Data Generators

DataGenerator

class sconce.data_generators.DataGenerator(data_loader)[source]

A thin wrapper around a DataLoader that automatically yields tuples of torch.Tensor (that live on cpu or on cuda). A DataGenerator will iterate endlessly.

Like the underlying DataLoader, a DataGenerator’s __next__ method yields two values, which we refer to as the inputs and the targets.

Parameters:data_loader (DataLoader) – the wrapped data_loader.
batch_size

the wrapped data_loader’s batch_size

cuda(device=None)[source]

Put the inputs and targets (yielded by this DataGenerator) on the specified device.
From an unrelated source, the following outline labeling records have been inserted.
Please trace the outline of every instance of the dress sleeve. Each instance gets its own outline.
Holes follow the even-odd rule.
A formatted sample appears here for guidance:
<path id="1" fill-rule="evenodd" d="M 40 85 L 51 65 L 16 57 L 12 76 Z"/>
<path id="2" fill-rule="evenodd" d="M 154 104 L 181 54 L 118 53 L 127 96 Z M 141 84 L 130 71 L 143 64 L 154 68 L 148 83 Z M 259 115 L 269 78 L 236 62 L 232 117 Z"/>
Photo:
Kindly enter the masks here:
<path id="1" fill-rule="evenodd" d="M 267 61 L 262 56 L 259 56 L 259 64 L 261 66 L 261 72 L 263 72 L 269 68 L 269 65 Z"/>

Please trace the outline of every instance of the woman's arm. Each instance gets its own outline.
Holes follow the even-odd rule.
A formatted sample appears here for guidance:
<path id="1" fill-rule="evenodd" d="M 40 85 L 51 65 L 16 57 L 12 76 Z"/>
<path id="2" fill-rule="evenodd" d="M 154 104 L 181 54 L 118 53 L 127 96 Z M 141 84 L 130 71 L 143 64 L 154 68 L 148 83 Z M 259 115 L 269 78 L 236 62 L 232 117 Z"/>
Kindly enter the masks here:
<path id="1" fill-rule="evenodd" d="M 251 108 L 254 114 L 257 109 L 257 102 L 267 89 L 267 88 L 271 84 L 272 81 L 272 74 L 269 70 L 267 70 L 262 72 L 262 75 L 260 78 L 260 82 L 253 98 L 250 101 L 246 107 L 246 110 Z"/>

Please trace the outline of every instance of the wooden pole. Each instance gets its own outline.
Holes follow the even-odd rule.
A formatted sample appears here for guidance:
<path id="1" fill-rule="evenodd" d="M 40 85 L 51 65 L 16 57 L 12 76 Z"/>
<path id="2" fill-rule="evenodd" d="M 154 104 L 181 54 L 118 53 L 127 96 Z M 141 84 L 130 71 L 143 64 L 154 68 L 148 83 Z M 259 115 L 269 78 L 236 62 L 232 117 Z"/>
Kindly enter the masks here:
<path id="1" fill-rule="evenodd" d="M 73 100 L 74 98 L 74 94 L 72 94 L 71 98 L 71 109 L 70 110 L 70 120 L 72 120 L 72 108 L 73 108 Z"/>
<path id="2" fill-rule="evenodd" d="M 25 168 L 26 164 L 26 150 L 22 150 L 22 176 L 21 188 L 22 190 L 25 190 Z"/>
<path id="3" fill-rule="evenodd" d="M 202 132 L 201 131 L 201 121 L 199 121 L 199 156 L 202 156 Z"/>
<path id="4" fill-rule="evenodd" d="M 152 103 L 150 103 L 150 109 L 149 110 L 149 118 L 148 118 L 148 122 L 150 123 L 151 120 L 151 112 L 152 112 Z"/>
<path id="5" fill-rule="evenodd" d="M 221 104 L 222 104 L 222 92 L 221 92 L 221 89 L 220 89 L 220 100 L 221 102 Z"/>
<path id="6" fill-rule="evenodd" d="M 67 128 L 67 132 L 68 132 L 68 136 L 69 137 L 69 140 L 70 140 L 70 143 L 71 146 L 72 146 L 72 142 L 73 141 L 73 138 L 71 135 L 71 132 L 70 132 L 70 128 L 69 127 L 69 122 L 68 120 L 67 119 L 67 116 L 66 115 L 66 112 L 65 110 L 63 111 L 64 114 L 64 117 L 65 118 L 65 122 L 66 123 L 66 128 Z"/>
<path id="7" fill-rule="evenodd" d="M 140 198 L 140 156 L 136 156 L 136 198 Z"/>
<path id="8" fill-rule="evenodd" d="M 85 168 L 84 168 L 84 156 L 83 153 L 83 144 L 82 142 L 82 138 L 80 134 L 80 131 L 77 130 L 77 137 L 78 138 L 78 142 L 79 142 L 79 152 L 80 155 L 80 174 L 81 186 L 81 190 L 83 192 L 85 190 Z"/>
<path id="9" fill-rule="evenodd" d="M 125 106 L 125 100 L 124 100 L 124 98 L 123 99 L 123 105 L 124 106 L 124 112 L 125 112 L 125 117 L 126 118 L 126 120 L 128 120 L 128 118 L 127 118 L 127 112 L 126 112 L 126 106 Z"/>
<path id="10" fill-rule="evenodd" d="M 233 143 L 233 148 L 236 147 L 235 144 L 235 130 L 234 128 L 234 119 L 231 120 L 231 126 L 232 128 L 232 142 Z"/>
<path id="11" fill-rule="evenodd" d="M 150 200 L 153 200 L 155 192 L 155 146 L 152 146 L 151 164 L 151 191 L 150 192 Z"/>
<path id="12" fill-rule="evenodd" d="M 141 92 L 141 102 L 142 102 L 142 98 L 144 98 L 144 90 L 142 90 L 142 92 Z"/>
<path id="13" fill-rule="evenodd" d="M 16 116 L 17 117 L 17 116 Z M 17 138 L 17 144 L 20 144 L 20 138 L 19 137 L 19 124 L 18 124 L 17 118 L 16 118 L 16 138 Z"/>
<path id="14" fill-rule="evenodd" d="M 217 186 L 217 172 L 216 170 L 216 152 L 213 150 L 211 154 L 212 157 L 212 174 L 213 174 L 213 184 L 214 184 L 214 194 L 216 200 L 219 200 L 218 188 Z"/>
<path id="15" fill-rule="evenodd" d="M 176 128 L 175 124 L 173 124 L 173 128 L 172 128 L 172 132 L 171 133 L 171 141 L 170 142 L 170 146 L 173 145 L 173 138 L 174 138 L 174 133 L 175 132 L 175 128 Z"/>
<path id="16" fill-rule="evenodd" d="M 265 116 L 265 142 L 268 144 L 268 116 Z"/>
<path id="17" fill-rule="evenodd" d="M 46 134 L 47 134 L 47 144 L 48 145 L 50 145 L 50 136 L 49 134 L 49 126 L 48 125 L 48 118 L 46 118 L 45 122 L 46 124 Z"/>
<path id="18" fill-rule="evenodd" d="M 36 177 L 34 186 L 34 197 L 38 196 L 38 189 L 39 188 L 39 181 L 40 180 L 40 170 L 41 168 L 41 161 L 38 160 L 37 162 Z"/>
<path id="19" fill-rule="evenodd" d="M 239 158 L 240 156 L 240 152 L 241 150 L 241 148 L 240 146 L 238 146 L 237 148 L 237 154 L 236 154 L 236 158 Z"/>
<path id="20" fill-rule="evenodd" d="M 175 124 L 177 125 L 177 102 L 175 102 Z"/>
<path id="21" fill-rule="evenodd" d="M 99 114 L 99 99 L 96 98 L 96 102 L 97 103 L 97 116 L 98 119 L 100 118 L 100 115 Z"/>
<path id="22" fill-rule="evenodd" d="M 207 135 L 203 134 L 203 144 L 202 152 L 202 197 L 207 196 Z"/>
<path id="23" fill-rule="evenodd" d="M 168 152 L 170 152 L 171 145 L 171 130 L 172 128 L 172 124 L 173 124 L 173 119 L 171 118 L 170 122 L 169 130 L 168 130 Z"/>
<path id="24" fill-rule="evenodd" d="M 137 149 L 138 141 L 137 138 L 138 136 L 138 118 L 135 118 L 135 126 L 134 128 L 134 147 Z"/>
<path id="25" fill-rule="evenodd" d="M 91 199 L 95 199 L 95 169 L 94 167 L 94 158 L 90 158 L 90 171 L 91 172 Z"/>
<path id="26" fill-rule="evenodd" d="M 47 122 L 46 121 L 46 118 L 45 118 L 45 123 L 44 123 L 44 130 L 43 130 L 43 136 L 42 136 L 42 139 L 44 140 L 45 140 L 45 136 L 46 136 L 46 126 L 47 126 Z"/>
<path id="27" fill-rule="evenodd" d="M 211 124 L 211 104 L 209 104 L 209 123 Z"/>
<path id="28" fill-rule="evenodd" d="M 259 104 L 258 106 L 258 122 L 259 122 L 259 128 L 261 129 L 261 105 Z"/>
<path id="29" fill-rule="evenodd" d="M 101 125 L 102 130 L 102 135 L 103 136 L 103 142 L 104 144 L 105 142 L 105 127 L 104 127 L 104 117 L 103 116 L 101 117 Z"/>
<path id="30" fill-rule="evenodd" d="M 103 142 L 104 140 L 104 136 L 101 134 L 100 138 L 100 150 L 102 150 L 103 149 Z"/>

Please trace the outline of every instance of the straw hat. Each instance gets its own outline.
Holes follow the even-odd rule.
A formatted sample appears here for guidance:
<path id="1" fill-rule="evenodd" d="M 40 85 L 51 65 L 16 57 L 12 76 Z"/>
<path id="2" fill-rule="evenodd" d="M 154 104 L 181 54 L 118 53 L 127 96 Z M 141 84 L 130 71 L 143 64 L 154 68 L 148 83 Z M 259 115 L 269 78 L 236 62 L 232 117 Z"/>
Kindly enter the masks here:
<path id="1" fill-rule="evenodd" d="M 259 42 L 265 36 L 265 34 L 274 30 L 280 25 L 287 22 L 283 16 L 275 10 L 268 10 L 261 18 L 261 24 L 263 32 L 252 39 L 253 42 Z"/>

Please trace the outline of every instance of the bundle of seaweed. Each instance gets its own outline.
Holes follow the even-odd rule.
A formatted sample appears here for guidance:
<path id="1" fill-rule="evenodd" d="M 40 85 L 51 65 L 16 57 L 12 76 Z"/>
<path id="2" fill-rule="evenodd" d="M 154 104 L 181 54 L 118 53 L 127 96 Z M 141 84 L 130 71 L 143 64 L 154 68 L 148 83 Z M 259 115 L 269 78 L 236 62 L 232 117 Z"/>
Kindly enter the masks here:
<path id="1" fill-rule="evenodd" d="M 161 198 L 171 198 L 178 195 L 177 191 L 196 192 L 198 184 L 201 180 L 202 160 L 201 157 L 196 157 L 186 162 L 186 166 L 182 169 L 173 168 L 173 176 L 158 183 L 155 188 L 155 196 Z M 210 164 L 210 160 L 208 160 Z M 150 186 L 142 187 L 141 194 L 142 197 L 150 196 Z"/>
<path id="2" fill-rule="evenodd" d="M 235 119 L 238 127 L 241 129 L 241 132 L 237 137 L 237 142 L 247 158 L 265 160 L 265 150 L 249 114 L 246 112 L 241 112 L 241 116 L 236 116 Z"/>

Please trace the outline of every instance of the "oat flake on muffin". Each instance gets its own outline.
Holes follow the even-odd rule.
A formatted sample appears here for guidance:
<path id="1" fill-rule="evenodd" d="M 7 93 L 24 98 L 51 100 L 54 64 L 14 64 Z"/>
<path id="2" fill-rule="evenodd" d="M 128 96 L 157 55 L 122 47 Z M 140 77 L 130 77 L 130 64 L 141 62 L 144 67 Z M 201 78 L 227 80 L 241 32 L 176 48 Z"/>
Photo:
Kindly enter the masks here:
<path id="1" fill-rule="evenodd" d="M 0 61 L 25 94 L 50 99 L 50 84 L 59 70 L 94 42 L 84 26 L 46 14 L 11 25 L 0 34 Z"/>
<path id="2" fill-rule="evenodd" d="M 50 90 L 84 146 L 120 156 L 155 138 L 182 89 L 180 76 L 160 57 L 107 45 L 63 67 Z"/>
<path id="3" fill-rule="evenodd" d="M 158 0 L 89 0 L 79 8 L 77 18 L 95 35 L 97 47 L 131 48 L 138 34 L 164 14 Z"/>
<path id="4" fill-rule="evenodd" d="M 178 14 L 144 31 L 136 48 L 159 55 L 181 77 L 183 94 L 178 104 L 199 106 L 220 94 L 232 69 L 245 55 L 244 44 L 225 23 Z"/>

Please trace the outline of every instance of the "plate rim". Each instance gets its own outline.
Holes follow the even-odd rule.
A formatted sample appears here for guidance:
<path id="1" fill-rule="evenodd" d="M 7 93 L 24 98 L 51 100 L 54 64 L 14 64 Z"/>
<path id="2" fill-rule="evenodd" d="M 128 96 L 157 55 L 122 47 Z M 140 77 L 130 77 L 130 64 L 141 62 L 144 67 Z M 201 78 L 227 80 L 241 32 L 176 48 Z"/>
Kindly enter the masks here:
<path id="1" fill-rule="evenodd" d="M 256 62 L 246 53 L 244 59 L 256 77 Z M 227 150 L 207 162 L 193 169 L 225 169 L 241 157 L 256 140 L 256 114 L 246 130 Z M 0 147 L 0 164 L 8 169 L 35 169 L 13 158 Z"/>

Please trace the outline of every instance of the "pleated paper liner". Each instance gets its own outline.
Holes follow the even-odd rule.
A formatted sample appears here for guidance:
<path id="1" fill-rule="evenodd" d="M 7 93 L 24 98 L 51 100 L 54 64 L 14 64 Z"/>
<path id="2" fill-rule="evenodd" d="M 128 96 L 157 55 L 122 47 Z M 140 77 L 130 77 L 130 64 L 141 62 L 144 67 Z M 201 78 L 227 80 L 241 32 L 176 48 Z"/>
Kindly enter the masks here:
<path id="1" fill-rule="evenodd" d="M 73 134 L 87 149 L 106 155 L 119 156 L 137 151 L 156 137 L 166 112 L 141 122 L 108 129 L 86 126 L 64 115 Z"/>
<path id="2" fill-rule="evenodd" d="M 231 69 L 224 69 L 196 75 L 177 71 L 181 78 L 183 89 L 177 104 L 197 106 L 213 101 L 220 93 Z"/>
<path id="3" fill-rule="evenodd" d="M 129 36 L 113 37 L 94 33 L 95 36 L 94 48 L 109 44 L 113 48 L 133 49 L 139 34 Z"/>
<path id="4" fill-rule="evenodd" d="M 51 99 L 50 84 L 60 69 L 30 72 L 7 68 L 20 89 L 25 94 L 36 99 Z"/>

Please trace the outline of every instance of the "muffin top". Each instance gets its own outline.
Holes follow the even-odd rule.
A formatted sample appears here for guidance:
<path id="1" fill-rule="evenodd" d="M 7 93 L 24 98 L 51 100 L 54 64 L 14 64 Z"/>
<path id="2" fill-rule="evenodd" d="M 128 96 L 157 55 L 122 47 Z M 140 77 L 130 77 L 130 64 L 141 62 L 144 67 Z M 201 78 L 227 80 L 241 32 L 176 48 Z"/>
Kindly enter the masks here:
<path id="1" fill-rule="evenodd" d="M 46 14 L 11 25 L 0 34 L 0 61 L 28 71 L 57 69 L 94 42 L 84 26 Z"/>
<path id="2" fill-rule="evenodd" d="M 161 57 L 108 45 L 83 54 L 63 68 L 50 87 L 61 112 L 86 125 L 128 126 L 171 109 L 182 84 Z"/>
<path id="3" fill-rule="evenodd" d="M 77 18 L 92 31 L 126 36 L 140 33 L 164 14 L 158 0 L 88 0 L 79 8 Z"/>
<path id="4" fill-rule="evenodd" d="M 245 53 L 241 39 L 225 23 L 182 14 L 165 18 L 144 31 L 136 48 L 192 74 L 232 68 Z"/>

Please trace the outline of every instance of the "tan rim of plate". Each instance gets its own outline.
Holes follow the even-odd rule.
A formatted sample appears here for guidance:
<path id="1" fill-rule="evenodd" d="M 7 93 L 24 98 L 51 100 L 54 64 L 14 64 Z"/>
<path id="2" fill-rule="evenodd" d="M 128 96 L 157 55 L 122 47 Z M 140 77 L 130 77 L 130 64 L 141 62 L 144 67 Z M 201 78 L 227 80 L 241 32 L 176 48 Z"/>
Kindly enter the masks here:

Parameters:device (int or bool or dict) – if int or bool, sets the behavior for both inputs and targets. To set them individually, pass a dictionary with keys {‘inputs’, ‘targets’} instead. See torch.Tensor.cuda() for details.

Example

>>> g = DataGenerator.from_dataset(dataset, batch_size=100)
>>> g.cuda()
>>> g.next()
(Tensor containing:
 [torch.cuda.FloatTensor of size 100x1x28x28 (GPU 0)],
 Tensor containing:
 [torch.cuda.LongTensor of size 100 (GPU 0)])
>>> g.cuda(False)
>>> g.next()
(Tensor containing:
 [torch.FloatTensor of size 100x1x28x28],
 Tensor containing:
 [torch.LongTensor of size 100])
>>> g.cuda(device={'inputs':0, 'targets':1})
>>> g.next()
(Tensor containing:
 [torch.cuda.FloatTensor of size 100x1x28x28 (GPU 0)],
 Tensor containing:
 [torch.cuda.LongTensor of size 100 (GPU 1)])
dataset

the wrapped data_loader’s Dataset

classmethod from_dataset(dataset, **kwargs)[source]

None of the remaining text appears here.